Sally Bright, a community activist who has lived in Ellicott City for 35 years and who attended yesterday's 45-minute meeting, said she was surprised and relieved that the commission decided so quickly to vote against the project.

"We're not against development," Bright said. "We're against poor development."

Alisa Walterhoefer, who lives near the proposed development with her husband and two children, was also relieved.

"I didn't want suburbia encroaching on my quaint little property here," she said, adding that the proposed development would have looked ugly, caused traffic problems, and destroyed the "quaintness" and "tranquility" that brought her and her husband to the district 15 years ago.

For now, Graystone Community, off College Avenue, is the only townhouse development in the historic district. It was built in 1991. Graystone consists of 28 townhouses and is considered a blight on the historic district by purists such as Bright. When it was mentioned at yesterday's meeting, Taylor called it a "mistake."

Commission members were concerned that Pfau's proposed materials -- which included vinyl shutters and steel doors -- would not fit into the architecture of the historic district.

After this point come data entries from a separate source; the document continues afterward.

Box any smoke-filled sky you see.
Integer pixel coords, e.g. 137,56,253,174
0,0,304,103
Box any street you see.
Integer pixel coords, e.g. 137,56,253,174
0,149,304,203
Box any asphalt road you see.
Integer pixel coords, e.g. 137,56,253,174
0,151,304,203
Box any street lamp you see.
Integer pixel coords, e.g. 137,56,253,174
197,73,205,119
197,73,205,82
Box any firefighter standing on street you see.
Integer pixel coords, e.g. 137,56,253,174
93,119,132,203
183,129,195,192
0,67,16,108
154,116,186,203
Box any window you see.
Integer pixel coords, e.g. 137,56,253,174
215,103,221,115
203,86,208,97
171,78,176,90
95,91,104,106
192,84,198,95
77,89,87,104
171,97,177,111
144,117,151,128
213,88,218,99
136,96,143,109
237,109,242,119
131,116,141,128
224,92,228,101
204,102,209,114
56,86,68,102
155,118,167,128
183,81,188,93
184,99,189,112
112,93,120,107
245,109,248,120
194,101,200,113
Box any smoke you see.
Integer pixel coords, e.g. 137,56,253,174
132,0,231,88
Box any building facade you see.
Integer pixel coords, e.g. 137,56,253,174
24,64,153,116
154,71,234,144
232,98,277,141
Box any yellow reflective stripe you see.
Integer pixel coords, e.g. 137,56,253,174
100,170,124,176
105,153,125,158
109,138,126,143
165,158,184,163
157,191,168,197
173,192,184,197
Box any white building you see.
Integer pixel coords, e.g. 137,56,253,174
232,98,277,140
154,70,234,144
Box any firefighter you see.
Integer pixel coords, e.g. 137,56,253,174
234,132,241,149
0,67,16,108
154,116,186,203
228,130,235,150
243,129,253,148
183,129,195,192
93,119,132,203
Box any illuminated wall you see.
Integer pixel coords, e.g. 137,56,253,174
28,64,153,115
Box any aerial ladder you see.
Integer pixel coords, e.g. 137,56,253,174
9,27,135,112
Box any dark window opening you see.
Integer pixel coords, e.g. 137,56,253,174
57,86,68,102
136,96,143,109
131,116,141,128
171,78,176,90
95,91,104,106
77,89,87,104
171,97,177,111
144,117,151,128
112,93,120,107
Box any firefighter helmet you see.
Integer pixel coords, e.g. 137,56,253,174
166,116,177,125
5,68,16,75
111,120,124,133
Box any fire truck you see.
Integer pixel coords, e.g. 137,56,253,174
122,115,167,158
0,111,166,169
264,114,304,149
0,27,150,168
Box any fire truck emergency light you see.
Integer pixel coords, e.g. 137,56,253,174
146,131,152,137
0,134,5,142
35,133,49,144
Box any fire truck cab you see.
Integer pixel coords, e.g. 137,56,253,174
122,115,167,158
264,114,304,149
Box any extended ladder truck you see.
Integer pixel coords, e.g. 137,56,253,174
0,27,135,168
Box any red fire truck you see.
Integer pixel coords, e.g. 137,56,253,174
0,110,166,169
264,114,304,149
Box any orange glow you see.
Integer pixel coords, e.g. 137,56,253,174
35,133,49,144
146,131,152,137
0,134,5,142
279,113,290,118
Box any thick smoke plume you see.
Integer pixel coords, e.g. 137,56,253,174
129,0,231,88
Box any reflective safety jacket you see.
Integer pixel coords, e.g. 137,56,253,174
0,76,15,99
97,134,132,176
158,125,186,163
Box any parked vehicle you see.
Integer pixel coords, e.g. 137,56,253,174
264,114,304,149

They worried that the decks would be visible from Main Street, that the facade of the townhouses was too uniform and that the development would detract from the 70-year-old stone structure on the property.

"It would have impact on the visual and overall ambience of Ellicott City," said Janice Menear, a commission member from Elkridge.

"The facade doesn't have any breaks in it," said Robert B. Williams of Clarksville, another member. "I don't think there's any other structure in Ellicott City without breaks. Ellicott City wasn't built like townhouses or rowhouses in Baltimore that were built a block at a time." He also worried that "there is nothing in this design that goes along with this granite house that's there."

Charles E. Hogg, another commission member, said he worried about residents and tourists getting out of their cars in a nearby public parking lot and seeing the development's wooden decks.

"That's really not what old town is meant to be," he said.

The site is zoned for townhouses, Bockmiller said; the historic district commission does not have the authority to overturn that zoning. It can only review and reject specific site plans based on their architecture, landscaping and impact on the historic district, he said.

Williams said he wouldn't mind seeing townhouses on the site as long as they blend in with historic Ellicott City.

"I'd like to have more townhouses," he said. "I don't think there's anything wrong with that."

Pfau has said in the past that he was aiming for "a homey, !B villagey type of feeling." Commission members weren't convinced.

Williams described it as a "cookie-cutter" operation, and Taylor paid the proposal an even worse insult, by Ellicott City standards.

"This was very much, in my opinion, a Columbia-style development," he said.